Cameron Capachietti
3/23/20
- In my opinion, the most noticeable strength of my second essay would most definitely be the amount of voice I structured into my essay. I thought my voice was the strongest part of my essay because it allowed me to show my views and opinion on the topic we were required to write about. Especially my voice on “This is Water” and how I related to it. My most glaring weakness of my second essay would probably be putting both pieces in conversation with each other, there definitely can be some room for strengthening that connection.
- The most helpful bit of feedback I received from both my classmates and my Professor was the feedback of making sure my claims were strong and focused rather than being vague and unexplained. Another helpful piece of feedback was to go further into what I was saying and explain it a little more.
- The revision process from essay 1 to essay 2 was greatly different. In essay 1 I wasn’t all that familiar to peer reviewing so I just focused on the most important parts. In essay 2 my peer reviewing skills increased greatly. It allowed me to go further into my work and not only just focus on the important parts but the small things as well. One strength would definitely be adding my voice in more places in my work and a weakness would probably finding the spots that needed to be fixed more the second time.
- The aspect of essay composition I’d like to spend more class-time on is putting texts in conversation with each other and making that connection strongly, rather than vaguely doing so. I believe this will make my writing stronger.

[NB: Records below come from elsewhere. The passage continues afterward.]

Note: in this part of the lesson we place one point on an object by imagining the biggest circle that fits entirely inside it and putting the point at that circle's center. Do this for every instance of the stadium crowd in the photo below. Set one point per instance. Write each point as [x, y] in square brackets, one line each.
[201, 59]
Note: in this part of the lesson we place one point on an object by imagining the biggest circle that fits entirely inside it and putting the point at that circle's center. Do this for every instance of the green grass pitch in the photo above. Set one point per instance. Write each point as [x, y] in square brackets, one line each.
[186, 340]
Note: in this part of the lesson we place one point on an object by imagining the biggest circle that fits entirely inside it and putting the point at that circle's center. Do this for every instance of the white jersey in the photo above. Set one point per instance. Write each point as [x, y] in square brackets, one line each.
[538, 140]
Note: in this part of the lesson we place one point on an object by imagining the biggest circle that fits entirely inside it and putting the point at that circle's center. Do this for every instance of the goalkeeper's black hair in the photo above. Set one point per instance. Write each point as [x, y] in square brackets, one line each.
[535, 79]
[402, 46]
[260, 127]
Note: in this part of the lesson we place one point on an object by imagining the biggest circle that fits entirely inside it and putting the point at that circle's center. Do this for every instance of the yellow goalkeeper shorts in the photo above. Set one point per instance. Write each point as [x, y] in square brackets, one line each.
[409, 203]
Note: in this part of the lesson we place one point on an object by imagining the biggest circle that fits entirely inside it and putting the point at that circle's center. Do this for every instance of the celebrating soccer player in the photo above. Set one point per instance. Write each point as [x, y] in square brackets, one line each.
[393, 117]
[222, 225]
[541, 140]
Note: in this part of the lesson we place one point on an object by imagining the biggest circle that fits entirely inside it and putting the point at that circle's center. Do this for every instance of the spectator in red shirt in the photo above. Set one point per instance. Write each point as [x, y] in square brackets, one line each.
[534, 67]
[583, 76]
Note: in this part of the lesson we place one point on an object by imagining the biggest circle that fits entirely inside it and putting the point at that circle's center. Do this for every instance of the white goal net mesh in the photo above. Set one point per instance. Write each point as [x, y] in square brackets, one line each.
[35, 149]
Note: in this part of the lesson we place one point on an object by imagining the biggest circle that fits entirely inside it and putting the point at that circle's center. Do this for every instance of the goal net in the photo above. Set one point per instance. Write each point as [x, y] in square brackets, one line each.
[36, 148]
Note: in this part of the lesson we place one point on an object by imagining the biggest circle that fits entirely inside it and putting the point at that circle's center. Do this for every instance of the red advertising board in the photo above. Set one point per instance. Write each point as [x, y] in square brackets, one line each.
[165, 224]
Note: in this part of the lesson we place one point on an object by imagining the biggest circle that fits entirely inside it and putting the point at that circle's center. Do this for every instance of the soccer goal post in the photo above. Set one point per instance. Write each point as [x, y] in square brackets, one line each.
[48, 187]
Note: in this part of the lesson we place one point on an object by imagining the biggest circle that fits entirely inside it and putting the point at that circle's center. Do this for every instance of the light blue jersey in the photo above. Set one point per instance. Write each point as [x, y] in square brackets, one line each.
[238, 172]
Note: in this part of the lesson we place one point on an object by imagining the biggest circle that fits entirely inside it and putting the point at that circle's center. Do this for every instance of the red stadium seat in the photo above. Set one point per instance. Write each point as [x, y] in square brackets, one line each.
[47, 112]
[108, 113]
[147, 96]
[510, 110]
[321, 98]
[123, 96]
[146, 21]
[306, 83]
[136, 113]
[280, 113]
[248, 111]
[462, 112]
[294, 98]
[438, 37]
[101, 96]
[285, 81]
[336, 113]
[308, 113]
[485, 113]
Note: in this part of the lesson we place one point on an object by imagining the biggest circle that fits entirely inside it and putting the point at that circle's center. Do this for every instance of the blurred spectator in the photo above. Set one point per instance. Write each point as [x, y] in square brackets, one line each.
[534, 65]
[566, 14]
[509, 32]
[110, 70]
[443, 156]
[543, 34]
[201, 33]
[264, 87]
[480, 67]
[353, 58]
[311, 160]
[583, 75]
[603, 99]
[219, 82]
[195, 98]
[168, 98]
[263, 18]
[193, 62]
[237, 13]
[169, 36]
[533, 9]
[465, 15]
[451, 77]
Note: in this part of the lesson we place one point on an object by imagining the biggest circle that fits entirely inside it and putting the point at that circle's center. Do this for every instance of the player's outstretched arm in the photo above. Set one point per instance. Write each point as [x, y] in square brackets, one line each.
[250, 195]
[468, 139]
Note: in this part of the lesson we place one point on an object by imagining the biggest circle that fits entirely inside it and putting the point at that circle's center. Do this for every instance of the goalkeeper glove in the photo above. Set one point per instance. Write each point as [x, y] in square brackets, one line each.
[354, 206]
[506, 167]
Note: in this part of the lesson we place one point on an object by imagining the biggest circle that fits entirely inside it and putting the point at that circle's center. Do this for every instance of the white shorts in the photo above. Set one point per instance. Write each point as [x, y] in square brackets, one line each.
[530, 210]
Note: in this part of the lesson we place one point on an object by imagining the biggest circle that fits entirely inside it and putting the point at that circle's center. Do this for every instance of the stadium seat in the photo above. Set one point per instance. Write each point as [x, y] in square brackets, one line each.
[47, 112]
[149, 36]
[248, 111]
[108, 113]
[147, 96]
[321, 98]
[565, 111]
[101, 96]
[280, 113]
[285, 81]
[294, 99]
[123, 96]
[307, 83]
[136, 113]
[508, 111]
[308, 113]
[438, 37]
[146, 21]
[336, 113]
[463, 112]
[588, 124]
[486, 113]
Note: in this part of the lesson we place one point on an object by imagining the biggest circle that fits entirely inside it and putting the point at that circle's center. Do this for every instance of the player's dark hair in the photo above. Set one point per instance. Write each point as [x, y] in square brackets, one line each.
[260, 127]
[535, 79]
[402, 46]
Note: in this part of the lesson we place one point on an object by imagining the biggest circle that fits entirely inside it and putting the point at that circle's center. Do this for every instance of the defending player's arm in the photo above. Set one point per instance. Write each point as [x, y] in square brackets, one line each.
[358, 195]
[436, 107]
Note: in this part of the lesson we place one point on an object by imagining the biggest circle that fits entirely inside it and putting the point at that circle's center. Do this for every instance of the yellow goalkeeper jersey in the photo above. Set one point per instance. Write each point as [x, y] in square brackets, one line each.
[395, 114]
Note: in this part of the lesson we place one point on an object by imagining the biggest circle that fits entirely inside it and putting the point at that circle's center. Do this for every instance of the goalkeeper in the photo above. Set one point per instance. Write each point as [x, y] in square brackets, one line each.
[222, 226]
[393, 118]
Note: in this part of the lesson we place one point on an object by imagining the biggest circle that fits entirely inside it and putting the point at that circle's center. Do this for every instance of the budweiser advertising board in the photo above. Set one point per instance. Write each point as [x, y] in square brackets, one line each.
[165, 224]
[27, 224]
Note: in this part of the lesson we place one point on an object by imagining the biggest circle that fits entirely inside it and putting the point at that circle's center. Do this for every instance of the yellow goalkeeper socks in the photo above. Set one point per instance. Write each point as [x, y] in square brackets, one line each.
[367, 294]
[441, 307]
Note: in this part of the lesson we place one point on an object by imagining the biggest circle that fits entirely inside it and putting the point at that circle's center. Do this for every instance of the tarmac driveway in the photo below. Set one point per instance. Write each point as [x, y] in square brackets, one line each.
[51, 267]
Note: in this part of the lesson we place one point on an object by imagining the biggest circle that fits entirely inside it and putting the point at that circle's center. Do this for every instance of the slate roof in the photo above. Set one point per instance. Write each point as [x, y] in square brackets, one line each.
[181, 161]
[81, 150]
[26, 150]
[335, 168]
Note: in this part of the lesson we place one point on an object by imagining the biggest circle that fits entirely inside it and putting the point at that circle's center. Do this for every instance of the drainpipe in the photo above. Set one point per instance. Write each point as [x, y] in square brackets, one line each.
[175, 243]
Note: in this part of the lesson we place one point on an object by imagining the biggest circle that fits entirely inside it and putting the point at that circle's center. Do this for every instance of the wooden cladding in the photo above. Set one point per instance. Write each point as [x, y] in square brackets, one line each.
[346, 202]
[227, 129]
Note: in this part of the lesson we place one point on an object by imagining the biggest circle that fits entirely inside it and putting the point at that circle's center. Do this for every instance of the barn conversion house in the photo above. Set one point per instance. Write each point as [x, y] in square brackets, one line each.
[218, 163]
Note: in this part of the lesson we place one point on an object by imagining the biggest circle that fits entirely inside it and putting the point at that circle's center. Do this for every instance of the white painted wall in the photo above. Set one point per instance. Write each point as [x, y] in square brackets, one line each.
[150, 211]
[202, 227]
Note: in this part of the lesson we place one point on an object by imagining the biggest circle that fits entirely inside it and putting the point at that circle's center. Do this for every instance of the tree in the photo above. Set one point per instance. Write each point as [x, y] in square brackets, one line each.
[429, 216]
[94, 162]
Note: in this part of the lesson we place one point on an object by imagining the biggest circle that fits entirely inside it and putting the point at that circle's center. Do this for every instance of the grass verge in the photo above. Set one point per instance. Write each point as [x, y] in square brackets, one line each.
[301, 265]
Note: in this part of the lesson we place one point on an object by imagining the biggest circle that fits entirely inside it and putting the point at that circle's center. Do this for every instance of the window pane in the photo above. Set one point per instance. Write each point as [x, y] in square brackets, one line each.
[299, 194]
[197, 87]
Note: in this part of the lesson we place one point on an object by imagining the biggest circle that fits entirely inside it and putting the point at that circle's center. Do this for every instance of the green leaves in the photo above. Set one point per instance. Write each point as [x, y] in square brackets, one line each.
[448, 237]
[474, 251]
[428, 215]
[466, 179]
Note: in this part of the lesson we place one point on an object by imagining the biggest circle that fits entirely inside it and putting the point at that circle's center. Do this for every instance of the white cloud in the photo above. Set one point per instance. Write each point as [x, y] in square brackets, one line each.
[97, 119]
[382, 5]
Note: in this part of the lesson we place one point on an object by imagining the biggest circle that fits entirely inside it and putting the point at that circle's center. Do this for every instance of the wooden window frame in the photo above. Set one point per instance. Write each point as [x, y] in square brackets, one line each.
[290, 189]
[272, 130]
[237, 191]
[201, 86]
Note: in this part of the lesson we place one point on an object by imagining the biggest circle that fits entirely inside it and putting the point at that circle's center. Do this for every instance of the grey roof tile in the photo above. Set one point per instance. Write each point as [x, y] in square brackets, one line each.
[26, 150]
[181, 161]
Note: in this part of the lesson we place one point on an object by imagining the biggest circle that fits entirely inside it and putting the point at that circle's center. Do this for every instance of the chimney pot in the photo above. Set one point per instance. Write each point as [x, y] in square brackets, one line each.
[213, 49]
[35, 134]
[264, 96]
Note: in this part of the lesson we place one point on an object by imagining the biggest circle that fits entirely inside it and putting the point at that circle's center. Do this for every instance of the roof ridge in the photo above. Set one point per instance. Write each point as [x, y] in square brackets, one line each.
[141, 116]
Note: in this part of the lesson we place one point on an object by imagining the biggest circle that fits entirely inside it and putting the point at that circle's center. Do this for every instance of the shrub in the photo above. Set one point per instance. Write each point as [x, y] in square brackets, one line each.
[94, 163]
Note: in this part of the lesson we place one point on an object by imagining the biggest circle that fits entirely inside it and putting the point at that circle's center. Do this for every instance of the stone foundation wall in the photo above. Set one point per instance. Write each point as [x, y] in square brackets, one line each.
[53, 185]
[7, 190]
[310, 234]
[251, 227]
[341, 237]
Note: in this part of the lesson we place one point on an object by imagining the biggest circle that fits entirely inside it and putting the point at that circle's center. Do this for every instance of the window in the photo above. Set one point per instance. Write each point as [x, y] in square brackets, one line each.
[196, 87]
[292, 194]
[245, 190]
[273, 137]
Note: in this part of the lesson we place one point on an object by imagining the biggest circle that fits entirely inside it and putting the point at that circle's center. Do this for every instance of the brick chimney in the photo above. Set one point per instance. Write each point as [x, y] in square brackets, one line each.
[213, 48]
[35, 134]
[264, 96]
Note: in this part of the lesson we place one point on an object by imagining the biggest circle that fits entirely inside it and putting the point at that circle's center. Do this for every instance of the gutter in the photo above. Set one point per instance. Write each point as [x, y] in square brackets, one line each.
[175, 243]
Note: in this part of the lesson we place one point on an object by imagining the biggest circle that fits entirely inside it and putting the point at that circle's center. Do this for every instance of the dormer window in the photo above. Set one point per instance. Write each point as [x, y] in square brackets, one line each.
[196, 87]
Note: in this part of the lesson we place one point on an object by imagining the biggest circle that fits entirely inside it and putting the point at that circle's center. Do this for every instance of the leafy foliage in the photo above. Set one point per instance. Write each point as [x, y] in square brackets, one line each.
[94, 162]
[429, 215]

- A strong claim from my essay would be “On the other hand, Wallace steers away from the idea of empathy or “virtues” but still touches upon it. Wallace states “But please don’t worry that I’m getting ready to preach to you about compassion or other-directedness or the so-called “virtues.” This is not a matter of virtue — it’s a matter of my choosing to do the work of somehow altering or getting free of my natural, hard-wired default-setting…” (Wallace 2005). I believe this is a strong claim because it relates to both pieces and allows the reader to see my views but the authors as well.